Question

Use the periodic table to identify the element with each electron configuration. (a) \([\mathrm{Ne}] 3 s^{2} 3 p^{5}\) (b) \([\mathrm{Ar}] 4 s^{2} 3 d^{10} 4 p^{1}\) (c) \([\mathrm{Ar}] 4 s^{2} 3 d^{6}\) (d) \([\mathrm{Kr}] 5 s^{1}\)

Short answer

The elements are: (a) Chlorine (Cl), (b) Gallium (Ga), (c) Iron (Fe), and (d) Rubidium (Rb).

Step-by-step solution

Identify Element for (a)

The electron configuration \( [\mathrm{Ne}] 3s^{2} 3p^{5} \) suggests that the element has the same electron configuration as Neon (Ne) for the first 10 electrons, plus 2 electrons in the 3s subshell, and 5 electrons in the 3p subshell. The total number of electrons is 17, which corresponds to the element Chlorine (Cl).

Identify Element for (b)

The electron configuration \( [\mathrm{Ar}] 4s^{2} 3d^{10} 4p^{1} \) indicates that the element builds upon Argon (Ar), followed by filling the 4s subshell with 2 electrons, completely filling the 3d subshell with 10 electrons, and adding 1 electron to the 4p subshell. The total is 18 (Ar) + 13 (additional electrons) for a total of 31, identifying the element as Gallium (Ga).

Identify Element for (c)

By the electron configuration \( [\mathrm{Ar}] 4s^{2} 3d^{6} \) the element is based on Argon (Ar). It has an additional 2 electrons in the 4s subshell and 6 in the 3d subshell. Adding these to Argon's 18 electrons gives us 26 electrons in total, which is the element Iron (Fe).

Identify Element for (d)

The electron configuration \( [\mathrm{Kr}] 5s^{1} \) starts with Krypton (Kr). Since it is followed by a single electron in the 5s subshell, the element must have 36 (Kr) + 1 additional electron, for a total of 37 electrons, which identifies the element as Rubidium (Rb).

Key concepts

Understanding the Periodic Table

The periodic table is a comprehensive chart that organizes all known chemical elements in a systematic way based on their atomic number, which is the number of protons in the nucleus of an atom. Elements are arranged in rows called periods and columns known as groups or families, with each group sharing similar chemical properties.

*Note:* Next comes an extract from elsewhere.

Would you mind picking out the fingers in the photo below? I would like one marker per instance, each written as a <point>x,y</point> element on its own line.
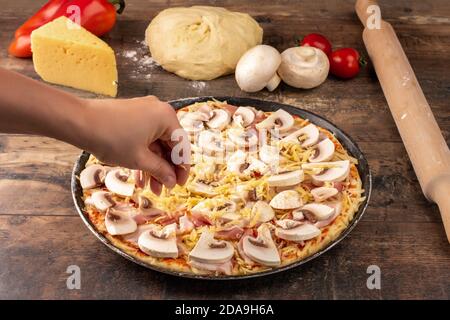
<point>158,167</point>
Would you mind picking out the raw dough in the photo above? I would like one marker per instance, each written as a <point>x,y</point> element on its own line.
<point>200,42</point>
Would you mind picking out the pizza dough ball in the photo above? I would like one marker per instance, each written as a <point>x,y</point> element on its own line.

For students working on electron configurations, the periodic table is an invaluable tool. As you move from left to right across a period, each element has one more proton and is typically one electron more than the previous element. Elements are also grouped by their electron configurations; for instance, the noble gases found in the rightmost column have full electron outer shells, making them largely non-reactive.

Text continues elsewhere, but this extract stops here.